The draft guidelines will now be subject to a three-month period of public consultation.
CRJ Ireland spokesman Noel McCartney welcomed the draft guidelines as “a basis for moving forward”.
“We have been discussing these matters with the government for the last couple of years and we know negotiations will continue. However, we will not be able to actually implement agreed arrangements until there is an overall political settlement on policing.
“It is an objective fact that, at the present time, a large majority of the people in the areas in which we work are opposed to active engagement with the Police Service of Northern Ireland,” Mr McCartney said.
However, after speaking after meeting Taoiseach Bertie Ahern in Dublin, SDLP leader Mark Durkan attacked the British government’s guidelines.

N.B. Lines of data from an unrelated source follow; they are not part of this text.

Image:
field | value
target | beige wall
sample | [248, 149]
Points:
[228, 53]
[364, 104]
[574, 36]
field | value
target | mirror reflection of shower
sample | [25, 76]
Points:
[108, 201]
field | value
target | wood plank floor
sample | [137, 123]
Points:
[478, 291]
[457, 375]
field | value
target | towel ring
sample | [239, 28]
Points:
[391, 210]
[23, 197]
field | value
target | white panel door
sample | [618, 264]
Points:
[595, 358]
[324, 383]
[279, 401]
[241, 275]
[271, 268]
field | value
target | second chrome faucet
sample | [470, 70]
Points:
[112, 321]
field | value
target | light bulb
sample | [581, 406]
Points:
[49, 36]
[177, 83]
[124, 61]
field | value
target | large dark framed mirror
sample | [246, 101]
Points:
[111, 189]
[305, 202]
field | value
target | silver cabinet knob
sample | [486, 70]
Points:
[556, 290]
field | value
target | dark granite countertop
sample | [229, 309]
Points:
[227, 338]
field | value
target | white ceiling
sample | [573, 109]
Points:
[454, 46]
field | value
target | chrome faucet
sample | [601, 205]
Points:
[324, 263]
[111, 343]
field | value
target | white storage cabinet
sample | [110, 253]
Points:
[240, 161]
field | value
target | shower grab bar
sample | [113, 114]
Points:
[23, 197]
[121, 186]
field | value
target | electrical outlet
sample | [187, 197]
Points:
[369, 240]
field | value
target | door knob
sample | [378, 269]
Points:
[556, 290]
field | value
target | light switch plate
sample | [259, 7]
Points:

“We are profoundly concerned about the absence of standards, rights and safeguards in the government’s proposals,” Mr Durkan declared outside Government Buildings.
Sinn Féin policing spokesman Gerry Kelly said republicans did not regard community restorative justice as “an alternative to a policing service”.
“It never has been nor pretended to be. Indeed Lord Clyde the Justice Oversight Commissioner recently praised the CRJ schemes operating here and reported that 80% of their work relates to community and neighbourhood disputes which are nothing to do with the formal Criminal Justice system.”
Mr Kelly said “the recently found SDLP opposition” to Community Restorative Justice and “the myths which they continue to peddle” in the media had nothing to do with these schemes or the way they operate.
“These schemes have been operating successfully in the north since 1999 and we have not heard this hysterical opposition before now.
“The SDLP opposition is based upon a need to prevent further necessary policing changes to justify their flawed decision to jump too early onto policing. The SDLP and Policing Board would be far better off supporting a community based scheme which is working and has impacted positively in hundreds of cases rather than attempting to prevent further policing and justice change in order to justify their own political view.”